The needs of your friends, neighbors, and community don’t go away when the season ends. Consider making a pledge (a New Year’s resolution if you’d like to call it that) to keep offering your help on an ongoing basis.
It doesn’t have to be much, and it doesn’t have to impinge on your schedule. Just do what you can, and try to make giving a regular part of your life. For example, instead of a scarf or tie, how about giving your elderly or infirm neighbor a “good-will coupon” good for a year’s worth of monthly shopping trips or errand runs?
I’m sure you’ll find the rewards, both physical and emotional, more than worth the effort.

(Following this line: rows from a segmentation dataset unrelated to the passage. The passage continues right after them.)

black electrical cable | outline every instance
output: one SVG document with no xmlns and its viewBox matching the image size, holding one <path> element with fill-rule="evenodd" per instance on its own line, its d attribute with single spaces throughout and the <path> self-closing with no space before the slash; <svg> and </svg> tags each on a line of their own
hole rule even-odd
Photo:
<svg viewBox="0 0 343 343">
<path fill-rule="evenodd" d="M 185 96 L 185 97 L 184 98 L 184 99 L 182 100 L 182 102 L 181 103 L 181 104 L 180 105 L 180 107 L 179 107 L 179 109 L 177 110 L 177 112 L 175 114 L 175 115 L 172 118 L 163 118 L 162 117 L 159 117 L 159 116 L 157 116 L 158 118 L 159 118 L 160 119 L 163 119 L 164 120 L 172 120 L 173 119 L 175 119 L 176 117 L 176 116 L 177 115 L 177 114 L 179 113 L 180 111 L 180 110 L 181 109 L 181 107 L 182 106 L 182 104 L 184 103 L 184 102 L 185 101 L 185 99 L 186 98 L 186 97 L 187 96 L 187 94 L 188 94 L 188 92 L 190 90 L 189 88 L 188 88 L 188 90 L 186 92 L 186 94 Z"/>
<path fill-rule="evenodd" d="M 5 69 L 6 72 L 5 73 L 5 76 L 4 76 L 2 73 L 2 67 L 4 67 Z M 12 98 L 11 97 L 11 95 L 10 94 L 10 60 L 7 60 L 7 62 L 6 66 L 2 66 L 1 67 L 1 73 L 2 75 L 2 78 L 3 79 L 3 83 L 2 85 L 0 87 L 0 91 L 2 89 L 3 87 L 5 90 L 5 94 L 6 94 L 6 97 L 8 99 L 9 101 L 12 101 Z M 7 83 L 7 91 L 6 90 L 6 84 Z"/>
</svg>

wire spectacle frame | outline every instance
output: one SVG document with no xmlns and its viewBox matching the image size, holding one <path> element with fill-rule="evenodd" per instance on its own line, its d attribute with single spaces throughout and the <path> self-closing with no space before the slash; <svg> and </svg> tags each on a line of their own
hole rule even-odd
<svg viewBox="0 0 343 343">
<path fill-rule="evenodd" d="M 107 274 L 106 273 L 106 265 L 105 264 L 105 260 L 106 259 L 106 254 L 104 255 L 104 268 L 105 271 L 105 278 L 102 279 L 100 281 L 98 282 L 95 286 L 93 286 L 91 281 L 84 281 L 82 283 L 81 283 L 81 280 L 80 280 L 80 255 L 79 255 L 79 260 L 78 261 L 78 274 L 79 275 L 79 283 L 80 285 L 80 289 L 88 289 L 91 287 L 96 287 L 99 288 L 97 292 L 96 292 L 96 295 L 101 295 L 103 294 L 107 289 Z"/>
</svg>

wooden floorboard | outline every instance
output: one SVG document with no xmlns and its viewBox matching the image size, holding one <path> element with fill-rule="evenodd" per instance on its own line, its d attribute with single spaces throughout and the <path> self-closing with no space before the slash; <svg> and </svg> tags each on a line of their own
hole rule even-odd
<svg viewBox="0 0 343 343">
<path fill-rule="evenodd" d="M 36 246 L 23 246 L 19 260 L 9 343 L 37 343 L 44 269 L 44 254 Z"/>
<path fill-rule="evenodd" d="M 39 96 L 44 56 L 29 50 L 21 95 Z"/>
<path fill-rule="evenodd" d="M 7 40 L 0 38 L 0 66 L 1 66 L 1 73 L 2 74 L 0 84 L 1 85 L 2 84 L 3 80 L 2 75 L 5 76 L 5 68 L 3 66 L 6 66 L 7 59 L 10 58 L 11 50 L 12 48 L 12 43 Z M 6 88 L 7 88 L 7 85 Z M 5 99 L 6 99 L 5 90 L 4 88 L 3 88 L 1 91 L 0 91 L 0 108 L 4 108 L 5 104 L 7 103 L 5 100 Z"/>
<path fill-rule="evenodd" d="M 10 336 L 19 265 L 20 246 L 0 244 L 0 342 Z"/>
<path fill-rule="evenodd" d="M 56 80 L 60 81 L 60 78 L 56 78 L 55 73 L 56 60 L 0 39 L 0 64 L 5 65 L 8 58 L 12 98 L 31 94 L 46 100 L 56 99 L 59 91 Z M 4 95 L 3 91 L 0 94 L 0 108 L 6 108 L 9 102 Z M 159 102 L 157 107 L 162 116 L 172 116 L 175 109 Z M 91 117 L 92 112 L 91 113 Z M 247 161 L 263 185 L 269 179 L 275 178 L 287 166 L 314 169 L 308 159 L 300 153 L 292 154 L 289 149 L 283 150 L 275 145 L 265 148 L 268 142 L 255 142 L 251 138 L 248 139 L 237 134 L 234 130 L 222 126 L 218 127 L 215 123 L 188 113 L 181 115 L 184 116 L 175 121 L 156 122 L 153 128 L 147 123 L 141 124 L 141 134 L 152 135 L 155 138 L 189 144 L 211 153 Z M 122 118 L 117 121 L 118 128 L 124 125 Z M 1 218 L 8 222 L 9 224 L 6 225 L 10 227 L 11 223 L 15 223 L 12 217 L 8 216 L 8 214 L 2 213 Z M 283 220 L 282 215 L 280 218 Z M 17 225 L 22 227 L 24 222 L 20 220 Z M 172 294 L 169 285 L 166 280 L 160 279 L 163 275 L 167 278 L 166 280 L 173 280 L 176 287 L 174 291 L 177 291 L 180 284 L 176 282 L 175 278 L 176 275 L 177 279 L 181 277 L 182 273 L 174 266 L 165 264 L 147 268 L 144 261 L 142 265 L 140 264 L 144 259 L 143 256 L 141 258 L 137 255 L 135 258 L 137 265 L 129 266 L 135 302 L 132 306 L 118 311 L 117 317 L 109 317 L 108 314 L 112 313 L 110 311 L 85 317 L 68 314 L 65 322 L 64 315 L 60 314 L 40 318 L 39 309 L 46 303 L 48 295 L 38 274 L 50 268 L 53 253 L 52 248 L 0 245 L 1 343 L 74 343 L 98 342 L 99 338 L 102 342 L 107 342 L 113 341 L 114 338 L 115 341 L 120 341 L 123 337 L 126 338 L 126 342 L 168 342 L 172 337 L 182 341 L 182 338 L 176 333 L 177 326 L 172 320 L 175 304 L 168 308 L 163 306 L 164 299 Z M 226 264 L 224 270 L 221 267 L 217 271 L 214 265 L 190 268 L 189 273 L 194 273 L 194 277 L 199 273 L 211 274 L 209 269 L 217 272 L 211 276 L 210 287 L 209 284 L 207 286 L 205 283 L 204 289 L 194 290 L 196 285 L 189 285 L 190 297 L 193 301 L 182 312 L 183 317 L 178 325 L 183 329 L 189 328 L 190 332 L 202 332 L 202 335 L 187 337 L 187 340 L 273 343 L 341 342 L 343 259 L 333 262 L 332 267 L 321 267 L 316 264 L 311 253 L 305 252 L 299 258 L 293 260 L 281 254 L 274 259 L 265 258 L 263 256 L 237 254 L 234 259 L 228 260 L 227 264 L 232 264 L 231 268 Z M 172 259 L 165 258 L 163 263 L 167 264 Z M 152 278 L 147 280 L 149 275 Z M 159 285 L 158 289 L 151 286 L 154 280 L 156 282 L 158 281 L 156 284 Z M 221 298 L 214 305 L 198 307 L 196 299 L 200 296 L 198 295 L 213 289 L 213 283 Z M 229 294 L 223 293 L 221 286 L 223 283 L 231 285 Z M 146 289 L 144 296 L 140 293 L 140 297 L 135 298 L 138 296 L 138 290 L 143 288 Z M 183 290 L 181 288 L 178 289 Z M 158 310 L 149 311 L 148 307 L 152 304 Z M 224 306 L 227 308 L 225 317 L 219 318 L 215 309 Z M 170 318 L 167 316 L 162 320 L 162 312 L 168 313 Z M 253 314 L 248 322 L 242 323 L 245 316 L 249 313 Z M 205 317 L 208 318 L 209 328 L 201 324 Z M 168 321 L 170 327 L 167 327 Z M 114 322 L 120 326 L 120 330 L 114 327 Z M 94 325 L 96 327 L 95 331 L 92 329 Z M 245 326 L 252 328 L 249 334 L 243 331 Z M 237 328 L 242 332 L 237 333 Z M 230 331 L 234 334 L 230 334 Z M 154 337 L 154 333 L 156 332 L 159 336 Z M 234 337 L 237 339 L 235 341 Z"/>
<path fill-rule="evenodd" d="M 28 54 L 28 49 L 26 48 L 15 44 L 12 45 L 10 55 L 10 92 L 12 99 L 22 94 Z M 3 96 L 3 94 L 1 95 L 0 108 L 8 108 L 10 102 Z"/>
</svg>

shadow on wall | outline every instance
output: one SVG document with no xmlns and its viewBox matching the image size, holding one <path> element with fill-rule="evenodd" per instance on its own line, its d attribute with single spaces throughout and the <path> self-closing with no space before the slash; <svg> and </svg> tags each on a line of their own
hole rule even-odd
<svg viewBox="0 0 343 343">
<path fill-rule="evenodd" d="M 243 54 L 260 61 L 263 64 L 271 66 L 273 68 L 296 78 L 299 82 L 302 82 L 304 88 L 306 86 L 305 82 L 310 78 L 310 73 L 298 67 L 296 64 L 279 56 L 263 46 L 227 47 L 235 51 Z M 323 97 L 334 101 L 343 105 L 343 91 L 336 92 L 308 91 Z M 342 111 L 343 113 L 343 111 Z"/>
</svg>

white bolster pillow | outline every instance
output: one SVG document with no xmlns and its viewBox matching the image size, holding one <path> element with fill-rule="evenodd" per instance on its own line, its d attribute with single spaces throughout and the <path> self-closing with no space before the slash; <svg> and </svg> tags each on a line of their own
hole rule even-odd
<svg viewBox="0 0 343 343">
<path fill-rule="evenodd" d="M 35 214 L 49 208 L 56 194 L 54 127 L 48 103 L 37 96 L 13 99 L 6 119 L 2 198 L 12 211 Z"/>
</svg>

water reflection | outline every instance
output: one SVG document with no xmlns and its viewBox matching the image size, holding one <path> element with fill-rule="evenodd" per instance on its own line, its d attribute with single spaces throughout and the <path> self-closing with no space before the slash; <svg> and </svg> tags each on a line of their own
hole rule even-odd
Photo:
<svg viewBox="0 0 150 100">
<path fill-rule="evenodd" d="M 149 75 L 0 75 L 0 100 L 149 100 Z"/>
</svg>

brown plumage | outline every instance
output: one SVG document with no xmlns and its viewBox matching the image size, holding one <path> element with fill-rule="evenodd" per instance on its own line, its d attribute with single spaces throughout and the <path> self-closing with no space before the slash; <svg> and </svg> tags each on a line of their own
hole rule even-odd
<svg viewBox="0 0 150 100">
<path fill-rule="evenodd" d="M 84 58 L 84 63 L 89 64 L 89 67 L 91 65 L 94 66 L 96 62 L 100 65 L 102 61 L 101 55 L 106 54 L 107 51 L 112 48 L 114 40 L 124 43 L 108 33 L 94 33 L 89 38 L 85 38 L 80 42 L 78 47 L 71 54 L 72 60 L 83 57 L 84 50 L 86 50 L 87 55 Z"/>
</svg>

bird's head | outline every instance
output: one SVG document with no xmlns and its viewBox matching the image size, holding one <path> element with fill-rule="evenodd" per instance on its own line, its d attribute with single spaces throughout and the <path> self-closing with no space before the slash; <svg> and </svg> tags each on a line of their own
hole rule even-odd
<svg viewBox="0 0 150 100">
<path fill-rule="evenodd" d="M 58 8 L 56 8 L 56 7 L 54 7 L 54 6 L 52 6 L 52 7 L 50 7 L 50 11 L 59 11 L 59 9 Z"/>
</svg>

Good News: Good Deeds are Good for Your Bones
Did you know that good deeds have been scientifically proven to reduce stress?
It’s true. Psychologist David Lewis conducted a study at the University of Sussex’s Mindlab that measured the stress levels of a group of men and women who performed daily good deeds over a nine-day period. Among his conclusions: “Being more considerate can reduce stress levels.”
I devote a whole chapter in the Osteoporosis Reversal Program to stress and how it affects your bone health by acidifying your pH and the most effective and easy ways to reduce the damaging effects of it.
So the benefits of doing good are manifold. On top of the warm, fuzzy feeling you get from knowing you helped a fellow human being, you’ll actually improve your bone health by reducing your stress levels and, when your help takes an active form, adding some weight-bearing activity to your life.
Wishing you all joyous, happy and very healthy holidays… and a New Year filled with increasing bone health!